I hadn't thought about this until you mentioned it but maybe this is indeed why my Dreamwidth inbox is stuffed to overflowing and I don't interact with it much!
susanreads: my avatar, a white woman with brown hair and glasses (Default)

[personal profile] susanreads 2017-04-16 09:37 pm (UTC)(link)
I wouldn't use this, but as long as it's optional I don't care. But Each entry would contain an "x" dismissal button which would delete the notification from both the Inbox and the dropdown sounds like an accident waiting to happen. Deleting things from the inbox is permanent, isn't it? I can see people deleting things when they meant to get rid of the dropdown, especially if it appears on the navbar without having to be configured first.
anaraine: The (green-haired) Harvest Goddess from the Harvest Moon franchise, looking disgruntled with her hands on her hips. ([harvest moon] disgruntled)

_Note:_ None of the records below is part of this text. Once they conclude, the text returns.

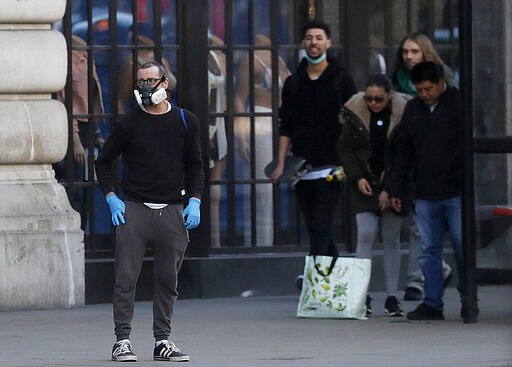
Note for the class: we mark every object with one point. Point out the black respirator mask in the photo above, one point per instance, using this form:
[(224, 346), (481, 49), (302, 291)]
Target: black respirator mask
[(149, 96)]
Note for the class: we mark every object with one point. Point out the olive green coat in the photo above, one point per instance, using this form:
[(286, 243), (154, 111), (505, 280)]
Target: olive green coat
[(354, 148)]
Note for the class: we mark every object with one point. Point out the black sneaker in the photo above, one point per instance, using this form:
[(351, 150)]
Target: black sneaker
[(413, 294), (447, 278), (391, 307), (167, 351), (122, 352), (425, 312), (368, 305)]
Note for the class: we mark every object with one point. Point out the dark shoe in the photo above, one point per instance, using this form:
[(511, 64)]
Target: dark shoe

[personal profile] anaraine 2017-04-17 06:15 am (UTC)(link)
I'm leaning towards 'no' because of how I use the inbox myself - but honestly, the biggest detractor for me is the Each entry would contain an "x" dismissal button which would delete the notification from both the Inbox and the dropdown. I'd be clicking that 'x' all the time to dismiss the notif - and then swearing a second later as I realized I also deleted the message. Which is a me problem, I get it, and I could probably retrain myself eventually. But it also sounds like a hundred Support requests waiting to happen, with no way to retrieve the deleted messages/notifs.
anaraine: Pony, from Another Wonderful Life, sitting on a fencepost and chatting with the Harvest Sprites. ([harvest moon] sitting on a fencepost)

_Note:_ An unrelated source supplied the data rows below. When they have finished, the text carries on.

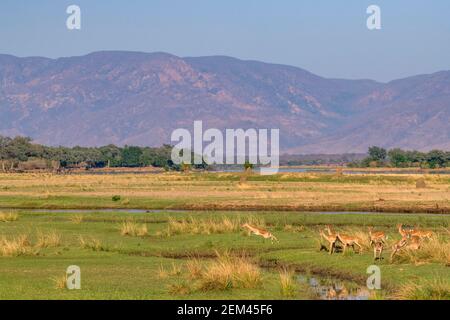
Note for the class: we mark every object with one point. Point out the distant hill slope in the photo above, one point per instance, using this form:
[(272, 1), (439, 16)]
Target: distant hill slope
[(139, 98)]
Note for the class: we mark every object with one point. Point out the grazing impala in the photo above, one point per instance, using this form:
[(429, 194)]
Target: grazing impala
[(411, 243), (346, 240), (349, 241), (404, 233), (378, 236), (331, 240), (378, 250), (422, 234), (260, 232)]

[personal profile] anaraine 2017-04-17 06:37 am (UTC)(link)
My bad - thanks for the clarification.

I still have a bit of beef with how easy it is to delete, but I get that's part of what you're chasing after - so maybe this feature just isn't for me. (In which case, I'd love to be able to toggle this on/off. Which I know, decision fatigue, but I'll change my vote to "with changes" and wish you the best.)